Sorry, daß ich gestern nicht angehalten habe, als wir gestern aneinander vorbeigerast sind. Ich war schwer in Eile: Erstens wollte ich noch vor dem Regen im Wald sein, zweitens hatte ich in Neuhäusel einen Termin.

Ciao 

Thomas


----------



## dave (27. Mai 2002)

Werde sehr wahrscheinlich nicht beim Marathon mitfahren. Irgendwie bin ich was solche Veranstaltungen angeht momentan erstaunlich unmotiviert. Wenn ich dagenen so an letztes Jahr denke ...

Außerdem muss ich jetzt wieder sparen. Bei der gestrigen Tour ist nämlich mein HAC4 auf der Strecke geblieben - sprichwörtlich!  
Also, falls jemand auf dem Fischerpfad einen titanfarbenen HAC finden sollte ... 

@Thomas:
Ist nicht so schlimm, ich war auch in Eile. Hätte etwa 5 min später bei unserem Treffpunkt auf dem Oberwerth sein sollen 
Wir konnten uns später vor dem Regen zum Glück in einer Marienkapelle unterstellen. 
So verdreckt wie gestern bin ich schon lange nicht mehr zu Hause angekommen


----------



## Nakamur (27. Mai 2002)

> _Original geschrieben von dave _
> *Außerdem muss ich jetzt wieder sparen. Bei der gestrigen Tour ist nämlich mein HAC4 auf der Strecke geblieben - sprichwörtlich!
> *


Ach du heilige ****** . Wie ist das denn passiert? Wo denn genau, ich fahr da bestimmt noch runter.

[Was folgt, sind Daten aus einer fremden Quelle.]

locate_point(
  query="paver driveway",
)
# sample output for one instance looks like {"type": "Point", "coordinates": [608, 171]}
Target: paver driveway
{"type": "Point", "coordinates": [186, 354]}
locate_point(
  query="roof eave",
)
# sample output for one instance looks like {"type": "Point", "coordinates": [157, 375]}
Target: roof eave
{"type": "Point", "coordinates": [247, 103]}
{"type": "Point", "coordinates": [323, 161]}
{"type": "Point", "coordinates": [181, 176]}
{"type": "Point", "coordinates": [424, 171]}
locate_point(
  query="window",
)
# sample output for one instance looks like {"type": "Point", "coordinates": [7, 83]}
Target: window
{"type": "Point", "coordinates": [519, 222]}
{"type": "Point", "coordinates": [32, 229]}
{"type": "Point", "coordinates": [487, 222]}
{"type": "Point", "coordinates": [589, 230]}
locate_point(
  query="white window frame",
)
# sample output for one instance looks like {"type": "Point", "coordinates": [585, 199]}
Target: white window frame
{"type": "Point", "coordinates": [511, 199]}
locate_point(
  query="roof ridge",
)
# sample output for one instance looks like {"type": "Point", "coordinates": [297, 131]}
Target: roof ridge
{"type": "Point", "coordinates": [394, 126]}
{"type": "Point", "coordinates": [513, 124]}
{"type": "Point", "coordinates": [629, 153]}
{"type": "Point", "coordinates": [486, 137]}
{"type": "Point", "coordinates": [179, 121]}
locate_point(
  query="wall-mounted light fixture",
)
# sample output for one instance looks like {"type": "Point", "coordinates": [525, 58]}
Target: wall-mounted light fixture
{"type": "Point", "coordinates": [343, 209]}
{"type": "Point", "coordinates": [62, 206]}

Ich halt mal die Augen auf.  

CU KP


----------



## dave (27. Mai 2002)

Wo genau weiß ich leider auch nicht. 
Hatte ca. 2 km vor dem Fischerpfad das letzte Mal bewußt auf den HAC geschaut. Erst als wir später das Condertal wider hochfuhren ist es mir aufgefallen!
Danach sind Piet und ich den Pfad noch einmal herunter, konnten aber nix finden *heul*


----------



## TiThomas (28. Mai 2002)

@dave:

1) dann haben wir es am Sonntag wohl beide nicht mehr rechtzeitig geschafft...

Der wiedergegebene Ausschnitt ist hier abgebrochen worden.